En outre, M. Noble et ses collègues avaient réalisé une autre expérience spectaculaire qui ne pourra être répétée pour des raisons éthiques. Ils ont triplé la durée de blocage de la respiration chez trois sujets sains en anesthésiant deux ensembles de nerfs crâniens (les nerfs vagues, qui vont du cerveau à la poitrine et à l'abdomen, et les nerfs glossopharyngiens, reliés à la glotte, au larynx et diverses régions de la gorge). Ces résultats ne semblent pas impliquer le diaphragme, sauf qu'il est possible que les nerfs vagues transmettent eux aussi des signaux provenant du diaphragme. Il paraît moins vraisemblable que le larynx contienne lui-même un muscle intervenant dans le blocage de la respiration ; en 1993, lorsque le chirurgien australien Martyn Mendelsohn, à Sydney, a examiné la glotte (à l'aide d'une caméra insérée dans une narine), il a constaté qu'elle restait souvent ouverte pendant toute la durée de l'apnée. Cette observation semble confirmer que le diaphragme joue un rôle clé.

Des applications en médecine

Une meilleure compréhension de la capacité à retenir sa respiration a des applications en médecine.
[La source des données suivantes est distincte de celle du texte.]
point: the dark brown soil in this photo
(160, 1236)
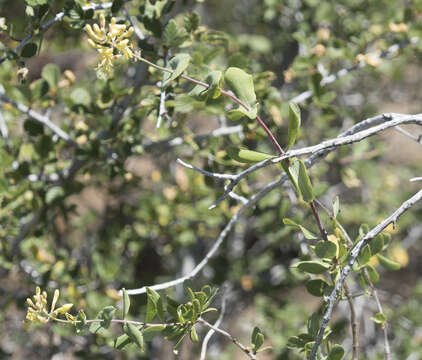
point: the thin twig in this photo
(353, 322)
(162, 111)
(132, 20)
(222, 131)
(418, 138)
(361, 132)
(57, 17)
(251, 202)
(380, 310)
(392, 219)
(389, 53)
(216, 324)
(225, 93)
(242, 347)
(322, 231)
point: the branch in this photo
(216, 324)
(392, 219)
(222, 131)
(357, 133)
(379, 306)
(225, 93)
(132, 21)
(389, 53)
(254, 199)
(242, 347)
(353, 322)
(162, 111)
(57, 17)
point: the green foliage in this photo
(110, 209)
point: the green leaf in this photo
(325, 249)
(314, 324)
(388, 263)
(126, 303)
(242, 86)
(80, 321)
(294, 123)
(191, 22)
(36, 2)
(135, 335)
(172, 306)
(257, 339)
(51, 74)
(316, 287)
(33, 127)
(373, 274)
(107, 316)
(173, 36)
(377, 244)
(312, 267)
(300, 179)
(304, 183)
(365, 255)
(336, 353)
(306, 233)
(379, 318)
(53, 194)
(193, 334)
(154, 305)
(80, 96)
(152, 331)
(29, 50)
(247, 156)
(336, 207)
(122, 341)
(178, 64)
(240, 112)
(40, 88)
(214, 79)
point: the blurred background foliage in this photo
(117, 211)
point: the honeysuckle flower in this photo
(111, 43)
(37, 308)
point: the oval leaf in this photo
(135, 335)
(51, 74)
(247, 156)
(294, 123)
(388, 263)
(304, 183)
(326, 249)
(178, 64)
(316, 287)
(242, 86)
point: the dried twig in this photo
(251, 202)
(242, 347)
(392, 219)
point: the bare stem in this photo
(353, 322)
(379, 306)
(225, 93)
(322, 231)
(242, 347)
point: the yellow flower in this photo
(110, 43)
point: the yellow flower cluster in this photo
(37, 308)
(111, 43)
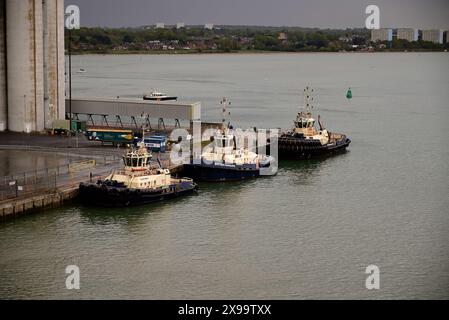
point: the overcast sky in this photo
(303, 13)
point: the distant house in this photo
(408, 34)
(435, 36)
(381, 35)
(282, 37)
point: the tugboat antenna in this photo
(308, 100)
(225, 103)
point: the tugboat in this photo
(305, 141)
(225, 161)
(137, 184)
(158, 96)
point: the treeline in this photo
(228, 39)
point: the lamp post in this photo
(67, 15)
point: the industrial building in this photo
(32, 90)
(381, 35)
(408, 34)
(435, 36)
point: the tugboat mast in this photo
(225, 103)
(308, 100)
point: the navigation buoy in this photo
(349, 94)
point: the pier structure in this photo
(31, 64)
(132, 113)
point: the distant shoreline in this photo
(243, 52)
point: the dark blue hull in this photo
(299, 148)
(101, 194)
(211, 173)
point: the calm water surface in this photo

Ainsi, les femmes atteintes d'un cancer du sein subissent des séances de radiothérapie, durant lesquelles il faut irradier la tumeur en administrant des doses létales, sans endommager les tissus sains aux alentours. Cette opération nécessite une exposition aux rayonnements de plusieurs minutes, pendant lesquelles la patiente doit essayer de maintenir sa poitrine immobile. Comme on ne peut pas lui demander de ne pas respirer pendant si longtemps, on administre généralement de courtes rafales de rayonnements entre chaque inspiration, au moment où la poitrine bouge le moins. Avec plusieurs collègues oncologues et radiothérapeutes, nous avons commencé à tester s'il serait possible de prolonger suffisamment le blocage de la respiration pour améliorer la radiothérapie.
Mieux connaître les mécanismes impliqués dans le blocage de la respiration pourrait également être précieux pour les forces de l'ordre, lorsqu'elles maîtrisent des suspects. Chaque année partout dans le monde, certaines personnes ainsi maîtrisées meurent accidentellement. L'augmentation de la vitesse du métabolisme, la compression de la poitrine, la diminution de la concentration d'oxygène et l'augmentation de celle du dioxyde de carbone dans le sang, tous ces paramètres raccourcissent la durée du blocage de la respiration d'une personne. Ainsi, quelqu'un qui est en colère, qui s'est battu et qui est maintenu à terre par la force peut avoir besoin de reprendre sa respiration plus vite que quelqu'un qui est détendu.
En 2000, Andrew Cummin et son équipe de l'Hôpital Charing Cross ont étudié, chez huit sujets sains qui avaient fait un peu de vélo, les conséquences d'une expiration maximale, suivie d'un blocage de la respiration : les sujets n'ont pu rester sans respirer plus de 15 secondes, la quantité moyenne d'oxygène dans leur sang a fortement chuté et chez deux d'entre eux les battements cardiaques sont devenus irréguliers. Les chercheurs en ont conclu qu'un « arrêt de la respiration pendant de courtes périodes lors d'une immobilisation vigoureuse peut expliquer des morts subites ». Les autorités policières britanniques ont rédigé des directives précises quant à l'utilisation de l'immobilisation par la force.